Daniel’s mind was thrown back to Alison’s final days. To Daniel, a thud wasn’t the sound of death. That sound was the slowing hiss of respirated breaths, which steadily decreased in frequency like an old watch winding down.
They were just passing the city of Lincoln sign, which proudly boasted of being twinned with Neustadt and der Wein Strasse. It occurred to Daniel that there must be some point in twinning towns, but its benefit was beyond him.
“Anyway, you were saying about drugs,” said Aitken.
“Large quantities of Ketamine and two others …,” he pulled his notepad from his back pocket, and reacquainted himself, “ … Scopolamine and Mescaline are unaccounted for at the pharmacy in Blaine.”
“How do you know th-. Oh … Charlotte right?”
He turned away from her and nodded.
“So what are you thinking?” asked Aitken, as Ryvita House distantly appeared.
“One of the few things we know for certain, in terms of a connection, is that statistically, the chance of these being random
incidents is extremely low and two, in both, the perpetrator acted out of character, to the point of brutality. Now that could be explained if either Nixon or Jackson were drug lords or had a history of violence. Neither did. So, that only leaves one explanation as far as I’m concerned: neither of them were of sound mind when they did what they did. Neither had a history of mental health problems, which leaves just one possibility-”
“Drugs?”
“That’s what my money’s on. While you were getting dressed I put a call through to Bornthwaite to make sure the tests they’re doing would detect the drugs we’re missing. I also asked him to put a rush on it.”
They parked up and headed towards DCI Edwards’s office. As they climbed the stairs, Daniel said, “So what do you think of the drugs theory?”

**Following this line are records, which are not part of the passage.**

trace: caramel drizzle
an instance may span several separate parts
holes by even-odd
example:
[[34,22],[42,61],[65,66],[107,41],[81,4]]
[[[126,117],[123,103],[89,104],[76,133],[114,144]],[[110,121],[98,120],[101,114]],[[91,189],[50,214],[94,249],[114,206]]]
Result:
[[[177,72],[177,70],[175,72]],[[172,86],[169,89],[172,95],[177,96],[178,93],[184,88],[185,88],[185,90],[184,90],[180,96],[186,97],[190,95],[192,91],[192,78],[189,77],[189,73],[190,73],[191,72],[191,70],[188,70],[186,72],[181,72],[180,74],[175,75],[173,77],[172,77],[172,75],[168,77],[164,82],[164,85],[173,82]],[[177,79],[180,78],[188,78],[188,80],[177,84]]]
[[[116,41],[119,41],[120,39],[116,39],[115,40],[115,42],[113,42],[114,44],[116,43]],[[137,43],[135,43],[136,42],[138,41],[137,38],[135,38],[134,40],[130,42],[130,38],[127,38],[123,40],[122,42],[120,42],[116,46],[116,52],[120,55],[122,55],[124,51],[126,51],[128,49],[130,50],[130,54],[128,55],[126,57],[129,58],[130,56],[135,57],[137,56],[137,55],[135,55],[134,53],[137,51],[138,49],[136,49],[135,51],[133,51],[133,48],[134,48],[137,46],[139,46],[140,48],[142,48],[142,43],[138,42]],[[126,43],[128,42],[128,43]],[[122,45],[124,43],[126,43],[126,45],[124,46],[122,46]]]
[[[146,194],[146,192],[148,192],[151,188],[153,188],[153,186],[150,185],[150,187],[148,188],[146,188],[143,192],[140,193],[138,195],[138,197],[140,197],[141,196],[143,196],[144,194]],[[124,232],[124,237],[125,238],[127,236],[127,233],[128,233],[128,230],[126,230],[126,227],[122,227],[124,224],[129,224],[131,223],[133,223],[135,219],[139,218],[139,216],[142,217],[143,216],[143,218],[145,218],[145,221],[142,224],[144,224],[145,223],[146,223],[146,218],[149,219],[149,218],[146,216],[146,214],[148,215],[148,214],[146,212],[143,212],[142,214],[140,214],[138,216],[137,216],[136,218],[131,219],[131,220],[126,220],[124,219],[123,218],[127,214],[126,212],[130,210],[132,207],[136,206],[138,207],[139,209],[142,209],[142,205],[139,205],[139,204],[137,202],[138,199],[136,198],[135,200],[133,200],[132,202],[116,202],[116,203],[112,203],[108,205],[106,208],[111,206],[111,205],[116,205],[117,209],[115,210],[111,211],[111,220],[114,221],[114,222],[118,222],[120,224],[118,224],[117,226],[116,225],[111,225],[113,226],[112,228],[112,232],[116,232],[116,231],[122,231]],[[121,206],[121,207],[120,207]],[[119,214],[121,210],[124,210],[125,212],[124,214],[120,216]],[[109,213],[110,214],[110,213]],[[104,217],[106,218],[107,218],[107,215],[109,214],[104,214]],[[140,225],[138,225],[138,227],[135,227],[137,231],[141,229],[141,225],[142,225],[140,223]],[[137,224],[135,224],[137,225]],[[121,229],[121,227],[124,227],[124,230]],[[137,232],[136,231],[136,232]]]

“The jury’s out for me but if you’re right, Robinson’s going to look pretty stupid for not exploring this when Fallon died.”
“My thoughts precisely.”
Daniel knocked on the glass of Edwards’s door, paying no attention to who was inside. He was too busy looking at Aitken.
Daniel wasn’t at all surprised to see Robinson in Edwards’s office. He hadn’t, though, expected DS Jerry Cliff to be there. Daniel pulled up two further chairs, Robinson and Cliff parted theirs so Daniel and Aitken could sit between them, forming a crescent of chairs opposite Edwards’s desk.
Edwards introduced Cliff to Aitken. They stretched across Daniel to shake hands.
“I’ll get straight to the point if I may,” said Edwards, who was unbuttoning his jacket as though he’d only just sat down. “I’m afraid I’ve had to move Robinson off to work full time on another case. Does anyone have any issue with that?”
Daniel and Aitken shook their heads then Daniel said, “That’s fine as long as I can have continued access to all the files, including recently taken witness statements?”